If you want to serialize a generic foreign key, you need to define a custom field, to determine explicitly how you want to serialize the targets of the relationship.

For example, given the following model for a tag, which has a generic relationship with other arbitrary models:

class TaggedItem(models.Model):
    """
    Tags arbitrary model instances using a generic relation.

    See: https://docs.djangoproject.com/en/stable/ref/contrib/contenttypes/
    """
    tag_name = models.SlugField()
    content_type = models.ForeignKey(ContentType, on_delete=models.CASCADE)
    object_id = models.PositiveIntegerField()
    tagged_object = GenericForeignKey('content_type', 'object_id')

    def __unicode__(self):
        return self.tag_name

And the following two models, which may have associated tags:

class Bookmark(models.Model):
    """
    A bookmark consists of a URL, and 0 or more descriptive tags.
    """
    url = models.URLField()
    tags = GenericRelation(TaggedItem)


class Note(models.Model):
    """
    A note consists of some text, and 0 or more descriptive tags.
    """
    text = models.CharField(max_length=1000)
    tags = GenericRelation(TaggedItem)

We could define a custom field that could be used to serialize tagged instances, using the type of each instance to determine how it should be serialized.

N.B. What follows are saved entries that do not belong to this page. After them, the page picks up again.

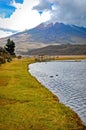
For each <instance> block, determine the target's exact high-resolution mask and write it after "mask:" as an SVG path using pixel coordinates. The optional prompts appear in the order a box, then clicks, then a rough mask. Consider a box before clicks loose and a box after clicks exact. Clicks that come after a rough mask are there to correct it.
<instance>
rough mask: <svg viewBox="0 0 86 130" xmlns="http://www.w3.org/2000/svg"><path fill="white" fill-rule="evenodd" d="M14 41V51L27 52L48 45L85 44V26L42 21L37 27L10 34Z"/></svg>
mask: <svg viewBox="0 0 86 130" xmlns="http://www.w3.org/2000/svg"><path fill="white" fill-rule="evenodd" d="M10 38H11V39H12V40H13V41H14V42H15V43H16V52H17V53H22V52H27V51H28V49H36V48H41V47H45V46H48V45H63V44H65V45H67V44H71V45H76V44H80V45H84V44H86V28H83V27H78V26H75V25H66V24H63V23H55V24H53V23H50V24H47V23H42V24H40V25H38V26H37V27H35V28H33V29H30V30H25V31H23V32H20V33H17V34H15V35H12V36H10ZM7 39H8V37H7V38H1V39H0V46H4V44H6V41H7Z"/></svg>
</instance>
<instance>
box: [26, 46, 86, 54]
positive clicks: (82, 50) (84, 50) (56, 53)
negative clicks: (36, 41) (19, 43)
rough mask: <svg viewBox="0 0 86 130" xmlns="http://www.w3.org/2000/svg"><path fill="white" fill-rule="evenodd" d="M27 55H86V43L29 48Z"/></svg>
mask: <svg viewBox="0 0 86 130" xmlns="http://www.w3.org/2000/svg"><path fill="white" fill-rule="evenodd" d="M26 55H86V45H50V46H47V47H43V48H40V49H33V50H28V52H27V53H26Z"/></svg>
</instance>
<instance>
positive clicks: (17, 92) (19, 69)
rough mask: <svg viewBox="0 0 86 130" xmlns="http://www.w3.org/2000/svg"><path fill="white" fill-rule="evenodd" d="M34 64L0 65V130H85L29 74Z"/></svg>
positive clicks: (63, 107) (53, 97)
mask: <svg viewBox="0 0 86 130" xmlns="http://www.w3.org/2000/svg"><path fill="white" fill-rule="evenodd" d="M33 62H34V59H31V58H28V59H25V58H23V59H20V60H18V59H15V60H13V61H12V62H11V63H6V64H3V65H1V66H0V130H85V129H86V127H85V126H84V125H83V124H82V122H81V120H80V118H79V117H78V116H77V114H76V113H74V112H73V111H72V110H71V109H70V108H68V107H65V106H64V105H63V104H61V103H59V101H58V99H57V97H56V96H55V95H53V94H52V93H51V92H50V91H49V90H47V89H46V88H45V87H44V86H42V85H41V84H40V83H39V82H38V81H37V80H36V79H35V78H34V77H32V76H31V75H30V73H28V71H27V67H28V64H30V63H33Z"/></svg>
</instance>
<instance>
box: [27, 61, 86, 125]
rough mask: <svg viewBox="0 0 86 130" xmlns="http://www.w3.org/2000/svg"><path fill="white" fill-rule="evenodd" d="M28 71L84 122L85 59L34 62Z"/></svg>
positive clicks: (85, 113) (84, 117) (85, 63)
mask: <svg viewBox="0 0 86 130" xmlns="http://www.w3.org/2000/svg"><path fill="white" fill-rule="evenodd" d="M29 68H30V73H31V74H32V75H33V76H35V77H36V78H37V79H38V80H39V81H40V82H41V83H42V84H43V85H45V86H46V87H47V88H48V89H49V90H51V91H52V92H53V93H54V94H55V95H57V96H58V97H59V100H60V102H62V103H64V104H66V105H67V106H70V107H71V108H72V109H73V110H74V111H76V112H77V113H78V115H79V116H80V117H81V119H82V121H83V122H84V123H85V124H86V61H80V62H74V61H71V62H70V61H65V62H64V61H54V62H43V63H34V64H31V65H30V66H29Z"/></svg>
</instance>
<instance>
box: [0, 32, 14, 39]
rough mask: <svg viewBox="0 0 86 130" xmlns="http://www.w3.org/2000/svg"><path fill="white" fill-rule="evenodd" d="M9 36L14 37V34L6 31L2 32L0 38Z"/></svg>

class TaggedObjectRelatedField(serializers.RelatedField):
    """
    A custom field to use for the `tagged_object` generic relationship.
    """

    def to_representation(self, value):
        """
        Serialize tagged objects to a simple textual representation.
        """
        if isinstance(value, Bookmark):
            return 'Bookmark: ' + value.url
        elif isinstance(value, Note):
            return 'Note: ' + value.text
        raise Exception('Unexpected type of tagged object')

If you need the target of the relationship to have a nested representation, you can use the required serializers inside the .to_representation() method:

    def to_representation(self, value):
        """
        Serialize bookmark instances using a bookmark serializer,
        and note instances using a note serializer.
        """
        if isinstance(value, Bookmark):
            serializer = BookmarkSerializer(value)
        elif isinstance(value, Note):
            serializer = NoteSerializer(value)
        else:
            raise Exception('Unexpected type of tagged object')

        return serializer.data

Note that reverse generic keys, expressed using the GenericRelation field, can be serialized using the regular relational field types, since the type of the target in the relationship is always known.

For more information see the Django documentation on generic relations.

ManyToManyFields with a Through Model

By default, relational fields that target a ManyToManyField with a through model specified are set to read-only.

If you explicitly specify a relational field pointing to a ManyToManyField with a through model, be sure to set read_only to True.


Third Party Packages

The following third party packages are also available.

DRF Nested Routers

The drf-nested-routers package provides routers and relationship fields for working with nested resources.

Rest Framework Generic Relations

The rest-framework-generic-relations library provides read/write serialization for generic foreign keys.